Brewery refused trademark that had already been granted for Wine

According to a recent decision made by the Trademark Trial and Appeal Board (TTAB) it may no longer be possible to register a trademark for a beer brand if it has already registered for wine or vice versa as it could cause confusion for consumers in the marketplace.

Uinta Brewing Company, an American beer company, recently applied for a trademark for the word ‘Duo’ but their application was rejected by the USPTO since a trademark for wine already existed under that name. This decision was then repeated by the TTAB.

According to The World IP Review, in their defense the American brewery claimed that despite the fact that the goods both fall into the alcohol category, they can be sold into different marketplaces. They also used the USPTO’s trademark database to prove that in the US only 0.27% of alcohol trademarks were for both wine and beer, therefore the likelihood of consumer confusion should be minimal.

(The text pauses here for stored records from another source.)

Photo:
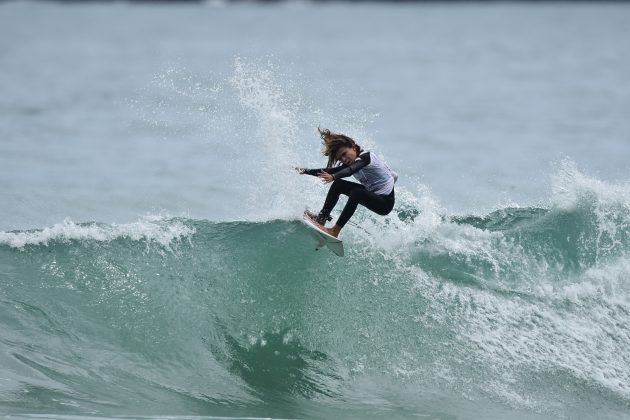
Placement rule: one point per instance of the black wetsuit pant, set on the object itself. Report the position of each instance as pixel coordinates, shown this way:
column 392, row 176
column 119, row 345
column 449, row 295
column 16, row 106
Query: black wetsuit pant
column 357, row 194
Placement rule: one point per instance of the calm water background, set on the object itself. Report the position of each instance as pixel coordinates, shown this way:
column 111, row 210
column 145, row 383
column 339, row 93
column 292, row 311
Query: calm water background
column 114, row 110
column 151, row 264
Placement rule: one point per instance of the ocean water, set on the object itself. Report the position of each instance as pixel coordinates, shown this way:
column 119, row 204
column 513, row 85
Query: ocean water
column 152, row 261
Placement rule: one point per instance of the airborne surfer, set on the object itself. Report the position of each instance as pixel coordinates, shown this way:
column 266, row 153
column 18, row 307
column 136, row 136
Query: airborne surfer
column 376, row 188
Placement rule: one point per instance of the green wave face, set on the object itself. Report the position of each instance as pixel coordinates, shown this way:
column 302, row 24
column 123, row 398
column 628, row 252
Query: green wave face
column 522, row 308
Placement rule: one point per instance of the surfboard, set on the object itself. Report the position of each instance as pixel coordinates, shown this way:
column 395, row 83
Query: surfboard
column 323, row 238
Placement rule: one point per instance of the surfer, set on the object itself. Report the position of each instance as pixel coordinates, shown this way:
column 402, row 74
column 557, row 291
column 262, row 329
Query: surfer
column 376, row 188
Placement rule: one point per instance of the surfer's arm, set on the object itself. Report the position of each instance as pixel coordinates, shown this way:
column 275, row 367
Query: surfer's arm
column 347, row 170
column 316, row 172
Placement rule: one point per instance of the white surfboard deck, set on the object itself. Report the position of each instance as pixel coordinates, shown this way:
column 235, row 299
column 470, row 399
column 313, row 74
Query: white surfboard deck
column 323, row 238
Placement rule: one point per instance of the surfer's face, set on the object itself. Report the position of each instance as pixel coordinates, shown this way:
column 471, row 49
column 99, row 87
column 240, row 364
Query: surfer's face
column 347, row 155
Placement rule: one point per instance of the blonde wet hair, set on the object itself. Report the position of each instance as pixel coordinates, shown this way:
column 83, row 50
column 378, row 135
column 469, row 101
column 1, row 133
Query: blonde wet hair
column 333, row 142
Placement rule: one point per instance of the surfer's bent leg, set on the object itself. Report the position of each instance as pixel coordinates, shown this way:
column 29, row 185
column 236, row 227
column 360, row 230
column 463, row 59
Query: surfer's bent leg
column 338, row 187
column 380, row 204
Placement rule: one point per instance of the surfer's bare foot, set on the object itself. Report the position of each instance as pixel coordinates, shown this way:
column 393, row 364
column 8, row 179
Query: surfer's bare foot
column 316, row 218
column 333, row 231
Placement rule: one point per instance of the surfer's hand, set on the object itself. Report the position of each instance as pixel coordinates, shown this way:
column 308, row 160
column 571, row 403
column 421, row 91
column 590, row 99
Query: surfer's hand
column 326, row 177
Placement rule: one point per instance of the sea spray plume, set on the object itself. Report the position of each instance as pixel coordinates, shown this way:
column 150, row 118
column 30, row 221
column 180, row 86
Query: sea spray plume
column 276, row 144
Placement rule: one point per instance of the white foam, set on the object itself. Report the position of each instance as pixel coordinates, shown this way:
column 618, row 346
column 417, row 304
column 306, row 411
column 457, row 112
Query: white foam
column 151, row 228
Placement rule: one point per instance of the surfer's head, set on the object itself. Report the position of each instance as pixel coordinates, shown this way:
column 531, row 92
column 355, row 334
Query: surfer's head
column 338, row 147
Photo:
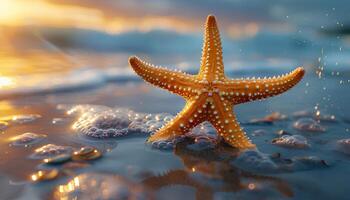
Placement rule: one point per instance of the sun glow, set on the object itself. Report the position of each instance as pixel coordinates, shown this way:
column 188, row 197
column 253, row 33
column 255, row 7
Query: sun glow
column 42, row 13
column 5, row 82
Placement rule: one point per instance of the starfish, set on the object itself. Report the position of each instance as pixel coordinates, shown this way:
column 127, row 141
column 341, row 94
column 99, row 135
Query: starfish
column 210, row 95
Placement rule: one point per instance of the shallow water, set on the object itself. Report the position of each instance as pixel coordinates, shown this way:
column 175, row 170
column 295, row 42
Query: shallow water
column 138, row 170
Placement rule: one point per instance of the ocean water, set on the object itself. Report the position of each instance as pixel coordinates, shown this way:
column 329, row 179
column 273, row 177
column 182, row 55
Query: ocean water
column 315, row 164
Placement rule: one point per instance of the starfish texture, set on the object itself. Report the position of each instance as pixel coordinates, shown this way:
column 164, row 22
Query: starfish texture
column 210, row 95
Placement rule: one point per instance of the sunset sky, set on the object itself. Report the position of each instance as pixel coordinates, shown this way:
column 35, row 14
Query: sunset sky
column 240, row 17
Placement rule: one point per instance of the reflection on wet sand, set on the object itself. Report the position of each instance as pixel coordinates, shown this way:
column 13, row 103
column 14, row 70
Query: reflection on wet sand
column 204, row 169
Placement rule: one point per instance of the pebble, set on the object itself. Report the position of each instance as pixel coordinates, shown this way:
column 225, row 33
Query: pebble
column 309, row 125
column 343, row 146
column 59, row 159
column 20, row 119
column 44, row 175
column 86, row 153
column 291, row 141
column 3, row 125
column 100, row 186
column 51, row 150
column 283, row 132
column 259, row 132
column 27, row 139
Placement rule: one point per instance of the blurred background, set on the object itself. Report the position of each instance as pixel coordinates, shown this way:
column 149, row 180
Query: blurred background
column 50, row 45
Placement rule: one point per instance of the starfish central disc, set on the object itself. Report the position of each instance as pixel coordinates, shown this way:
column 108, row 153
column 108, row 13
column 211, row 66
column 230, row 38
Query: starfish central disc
column 210, row 95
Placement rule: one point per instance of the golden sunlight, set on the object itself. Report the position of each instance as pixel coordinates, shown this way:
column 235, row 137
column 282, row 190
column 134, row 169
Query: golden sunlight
column 42, row 13
column 5, row 82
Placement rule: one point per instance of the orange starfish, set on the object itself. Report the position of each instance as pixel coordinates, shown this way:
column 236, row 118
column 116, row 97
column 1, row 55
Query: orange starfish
column 210, row 95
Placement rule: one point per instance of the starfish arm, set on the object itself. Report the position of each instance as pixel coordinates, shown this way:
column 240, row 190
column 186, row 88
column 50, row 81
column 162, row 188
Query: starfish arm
column 212, row 66
column 176, row 82
column 226, row 124
column 188, row 118
column 241, row 91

However, after showing a number of examples of companies that have trademarks for both goods (including trademark registrations and websites)  Margaret Power, the examining attorney for this case, ruled that the use of a trademark name for both wine and beer would indicate to a consumer that the goods are from the same source. Therefore the brewery’s mark could not be registered as it would cause consumer confusion.

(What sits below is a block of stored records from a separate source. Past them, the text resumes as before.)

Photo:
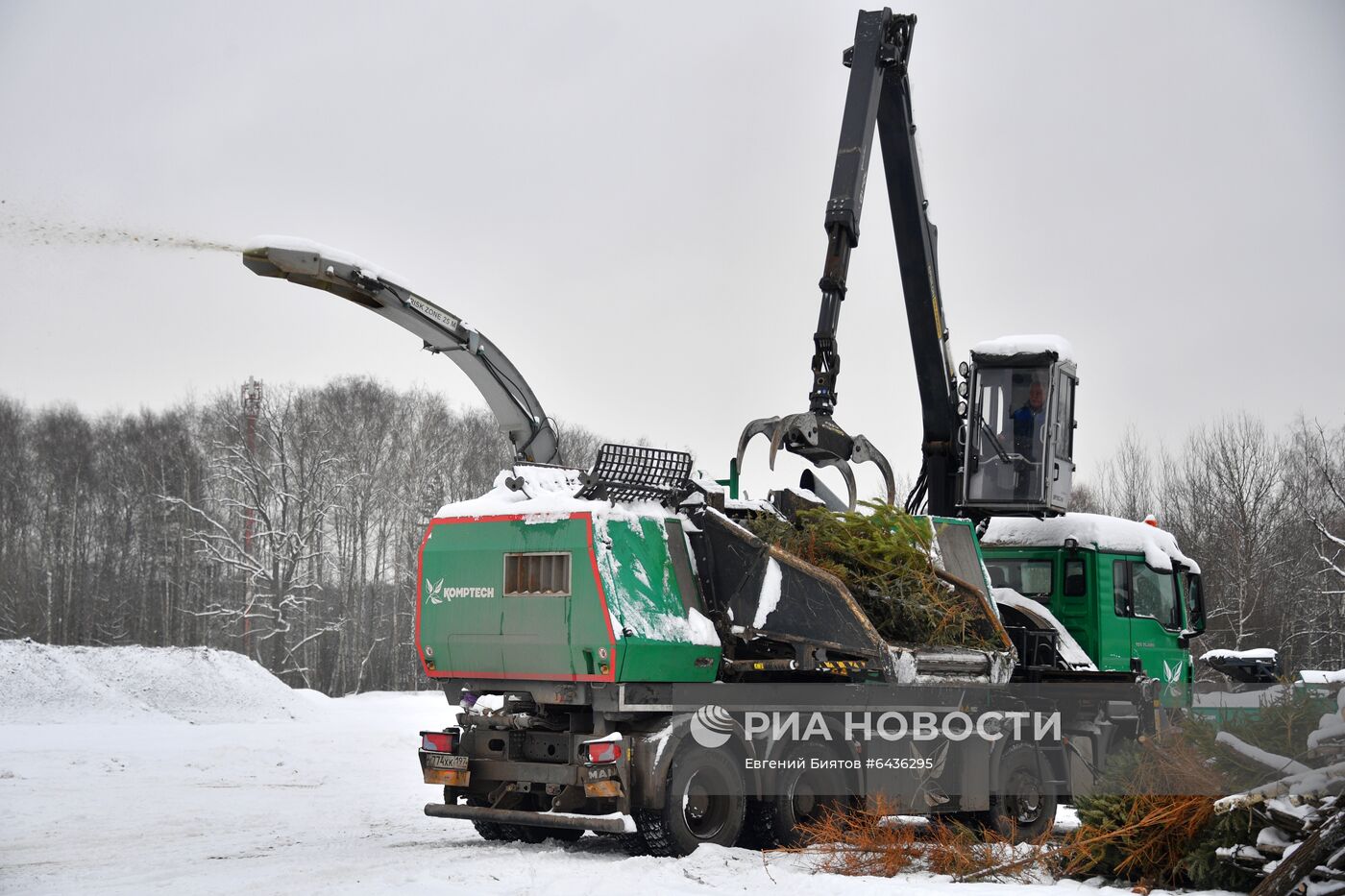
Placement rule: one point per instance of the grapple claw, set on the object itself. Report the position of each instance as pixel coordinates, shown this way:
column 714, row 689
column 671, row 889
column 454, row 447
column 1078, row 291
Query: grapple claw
column 863, row 452
column 847, row 473
column 819, row 440
column 756, row 428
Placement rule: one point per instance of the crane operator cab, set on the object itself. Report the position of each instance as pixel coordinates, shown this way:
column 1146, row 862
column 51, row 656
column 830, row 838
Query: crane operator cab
column 1019, row 433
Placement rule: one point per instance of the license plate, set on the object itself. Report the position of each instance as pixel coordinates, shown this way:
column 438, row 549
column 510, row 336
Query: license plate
column 446, row 761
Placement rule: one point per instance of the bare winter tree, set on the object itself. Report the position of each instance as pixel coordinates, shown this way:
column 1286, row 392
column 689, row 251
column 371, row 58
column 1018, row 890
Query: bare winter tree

Despite the fact that beer and wine appear under separate trademark classes (classes 32 and 33 respectively) this ruling suggests that in the future, companies that wish to file a trademark application for either of these goods should complete a thorough trademark search in both categories before deciding on their trademark name. This will reduce the likelihood of a case of infringement occurring across both categories and may therefore save the company time and money in the future.